After reading the previous post, I still have some doubts. Let's consider everything on $R$ to avoid complications.

  1. Can we say that any distribution $\mu\in\mathcal{D}'(R)$ of zero order is a signed radon measure?

  2. Since $\mu\in\mathcal{D}'(R)$ which is non-negative on non-negative test functions $C_c^\infty(R)$ is a positive radon measure, it is natural to ask what is corresponding part for the Schwartz distribution $\mu\in\mathcal{S}'(R)$ which is non-negative on non-negative test functions $\mathcal{S}(R)$? Intuitively, it is the radon measure whose mass grows slowly at infinity. Is there a name for this measure?

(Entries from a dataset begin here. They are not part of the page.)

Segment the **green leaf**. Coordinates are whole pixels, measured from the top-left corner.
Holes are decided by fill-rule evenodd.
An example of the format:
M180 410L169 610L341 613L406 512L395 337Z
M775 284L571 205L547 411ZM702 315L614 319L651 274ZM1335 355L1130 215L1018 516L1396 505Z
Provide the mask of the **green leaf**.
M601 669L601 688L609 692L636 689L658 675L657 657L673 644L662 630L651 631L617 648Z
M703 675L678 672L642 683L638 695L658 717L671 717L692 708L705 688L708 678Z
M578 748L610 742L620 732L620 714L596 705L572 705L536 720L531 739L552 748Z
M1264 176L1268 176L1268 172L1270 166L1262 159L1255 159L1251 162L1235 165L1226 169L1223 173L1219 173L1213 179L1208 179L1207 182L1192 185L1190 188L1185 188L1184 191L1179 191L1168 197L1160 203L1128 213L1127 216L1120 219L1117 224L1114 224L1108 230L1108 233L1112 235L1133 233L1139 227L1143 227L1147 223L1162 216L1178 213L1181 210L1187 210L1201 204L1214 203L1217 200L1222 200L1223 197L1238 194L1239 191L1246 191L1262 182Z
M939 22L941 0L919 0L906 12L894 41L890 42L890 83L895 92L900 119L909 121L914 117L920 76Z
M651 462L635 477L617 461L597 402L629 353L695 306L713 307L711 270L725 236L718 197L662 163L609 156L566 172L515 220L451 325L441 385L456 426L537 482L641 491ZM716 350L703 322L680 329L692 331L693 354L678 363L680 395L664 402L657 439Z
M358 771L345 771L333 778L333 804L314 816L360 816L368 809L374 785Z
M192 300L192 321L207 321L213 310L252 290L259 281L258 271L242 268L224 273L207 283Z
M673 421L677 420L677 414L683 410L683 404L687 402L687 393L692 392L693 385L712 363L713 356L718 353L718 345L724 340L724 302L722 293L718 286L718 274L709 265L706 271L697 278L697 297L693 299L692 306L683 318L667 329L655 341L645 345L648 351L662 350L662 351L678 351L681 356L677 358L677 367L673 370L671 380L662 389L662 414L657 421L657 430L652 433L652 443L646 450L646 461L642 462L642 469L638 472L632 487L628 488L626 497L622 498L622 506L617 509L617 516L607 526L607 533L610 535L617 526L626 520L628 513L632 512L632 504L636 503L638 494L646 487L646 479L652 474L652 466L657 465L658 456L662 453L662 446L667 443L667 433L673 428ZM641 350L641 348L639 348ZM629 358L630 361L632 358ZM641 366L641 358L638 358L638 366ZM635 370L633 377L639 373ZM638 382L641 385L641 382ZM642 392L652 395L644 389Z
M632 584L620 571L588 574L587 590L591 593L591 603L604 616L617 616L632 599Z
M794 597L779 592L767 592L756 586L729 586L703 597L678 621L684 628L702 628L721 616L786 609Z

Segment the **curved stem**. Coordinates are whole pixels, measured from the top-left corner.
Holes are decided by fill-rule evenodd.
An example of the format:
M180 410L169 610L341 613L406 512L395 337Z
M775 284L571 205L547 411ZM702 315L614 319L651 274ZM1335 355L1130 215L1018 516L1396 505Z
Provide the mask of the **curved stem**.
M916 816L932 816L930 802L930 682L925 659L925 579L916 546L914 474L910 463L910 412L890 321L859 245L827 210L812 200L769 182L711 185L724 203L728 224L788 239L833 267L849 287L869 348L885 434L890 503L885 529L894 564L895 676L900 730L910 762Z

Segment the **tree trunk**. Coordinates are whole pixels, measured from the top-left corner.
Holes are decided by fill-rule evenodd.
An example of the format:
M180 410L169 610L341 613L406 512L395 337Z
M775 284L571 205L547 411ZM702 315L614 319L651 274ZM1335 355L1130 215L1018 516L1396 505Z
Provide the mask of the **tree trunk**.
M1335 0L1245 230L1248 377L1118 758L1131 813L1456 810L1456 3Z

  3. For a radon measure $\mu$ on $R$, can we apply the Lebesgue's decomposition locally with a compact set fixed (say $K=[-a,a]$)? Then $\mu_K=\mu_{ac}+\mu_{sc}+\mu_{pp}$. The absolutely continuous part $\mu_{ac}$ corresponds to an absolutely continuous function; the pure point part $\mu_{pp}$ corresponds to sum of delta functions. How about the singular continuous part $\mu_{sc}$? EDIT: This question can also be put in the following way: Let $f$ be a singular function, what can we say $\int f\psi d x$ with $\psi\in\mathcal{D}(R)$?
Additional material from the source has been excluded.